I’m hesitant to guarantee that Joker is unlike anything you’ve ever seen before, but I will, this movie is unforgettable, for all the right reasons. It’s at times horrifying and might make you look away but you can’t deny is brilliance.
Gotham city is grimy and disturbing, it’s a cesspool of grey and corruption, muggings and murders, it’s a city on the brink of collapse, garbage piles and graffiti everywhere, its overrun by not just rats but super rats, there’s a vast divide between the haves and have nots.
Thomas Wayne vows to save the city, a businessman turned politician who is running for mayor, he has a young son Bruce who would go on to become Batman.
Watching Wayne on TV making campaign promises is Arthur Fleck (Joaquin Phoenix). He makes a meager living as a daytime clown, entertaining sick hospital kids and tourists; he lives with his mother (Frances Conroy) in a dank apartment. He has aspirations to be a stand up comic, all he wants is kindness and to make people smile.
But in a decaying city all he gets is violence and a society that takes advantage of him, his mind is already fragile through a medical condition where he shrieks in laughter in uncomfortable situations, this feeds his mental instability.
Through the violence around him and his own poor decisions he starts to deteriorate mentally, acting more erratic and having delusions, he questions what is real and what isn’t, it’s a downward spiral of the mind.

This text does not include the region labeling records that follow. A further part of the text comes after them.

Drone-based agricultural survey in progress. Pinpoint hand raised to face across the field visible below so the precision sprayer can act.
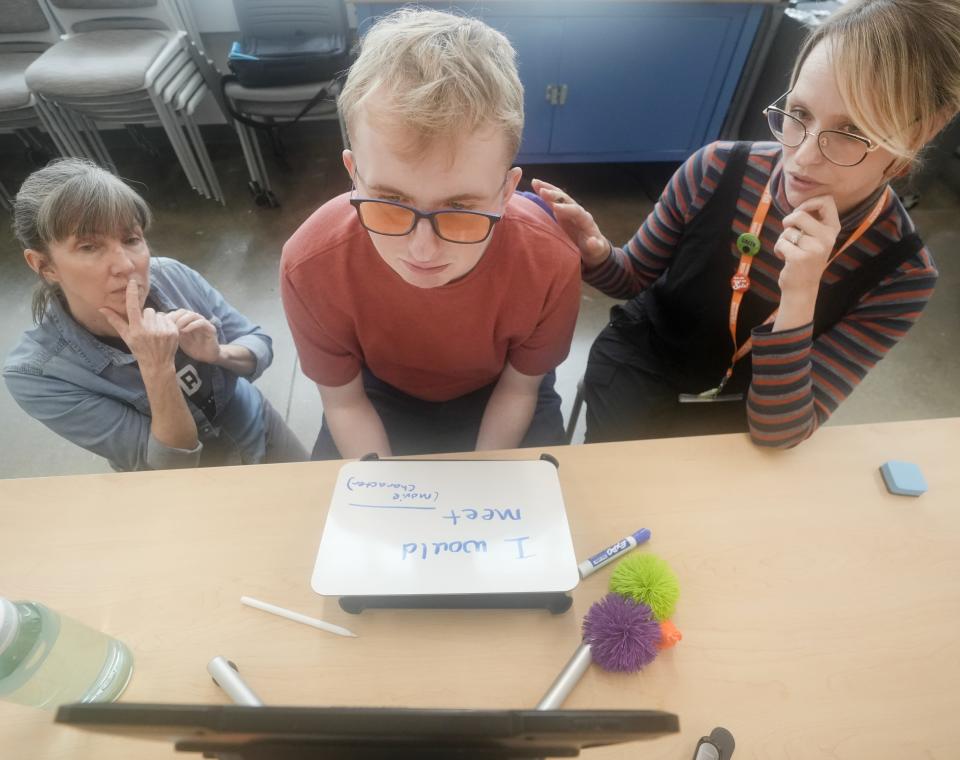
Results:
[98,279,179,371]
[167,309,220,364]
[773,195,840,292]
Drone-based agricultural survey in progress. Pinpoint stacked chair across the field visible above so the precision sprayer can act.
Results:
[0,0,88,169]
[223,0,350,206]
[24,0,231,203]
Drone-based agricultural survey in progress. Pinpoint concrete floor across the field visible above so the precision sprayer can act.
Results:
[0,122,960,478]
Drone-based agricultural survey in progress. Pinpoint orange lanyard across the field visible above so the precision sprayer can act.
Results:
[700,180,890,398]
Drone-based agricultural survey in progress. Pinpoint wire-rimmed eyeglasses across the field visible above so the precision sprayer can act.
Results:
[763,90,879,166]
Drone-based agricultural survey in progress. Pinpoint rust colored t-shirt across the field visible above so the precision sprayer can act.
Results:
[280,194,580,401]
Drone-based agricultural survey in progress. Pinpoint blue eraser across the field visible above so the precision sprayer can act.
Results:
[880,459,927,496]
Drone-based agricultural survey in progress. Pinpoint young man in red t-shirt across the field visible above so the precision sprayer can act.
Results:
[280,10,580,459]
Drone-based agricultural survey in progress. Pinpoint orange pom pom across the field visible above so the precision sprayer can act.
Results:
[657,620,683,649]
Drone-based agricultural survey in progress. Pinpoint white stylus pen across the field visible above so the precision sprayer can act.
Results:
[240,596,357,638]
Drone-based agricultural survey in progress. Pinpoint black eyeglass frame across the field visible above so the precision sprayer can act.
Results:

Whatever good intentions he has are eroding and soon he wants revenge and anarchy, he ends up becoming a man with nothing to lose. At night with his mother they watch a late night TV talk show and love the host, Murray Franklin (Robert De Niro), it’s a show Arthur longs to be on to further his comedy career, their paths will cross in a way that will change everything.
Director Scott Phillips keeps the pace up but let’s the audience fully understand Arthurs mental decline in showing step by bloody step, it’s also beautifully shot by Lawrence Cher who captures the true hell of Gotham.
The performance of Joaquin Phoenix as he morphs into the Joker is mesmerising. The hope that turns to sadness, the running, the dancing, his gaunt face and contorted body all match his scrambled mind, its a defining performance from Phoenix.
This movie at times bludgeons you, there is no nuance, when Arthur Fleck fully transforms into the Joker its so vile and disturbing its unforgettable. This movie isn’t for everyone but it is a masterpiece.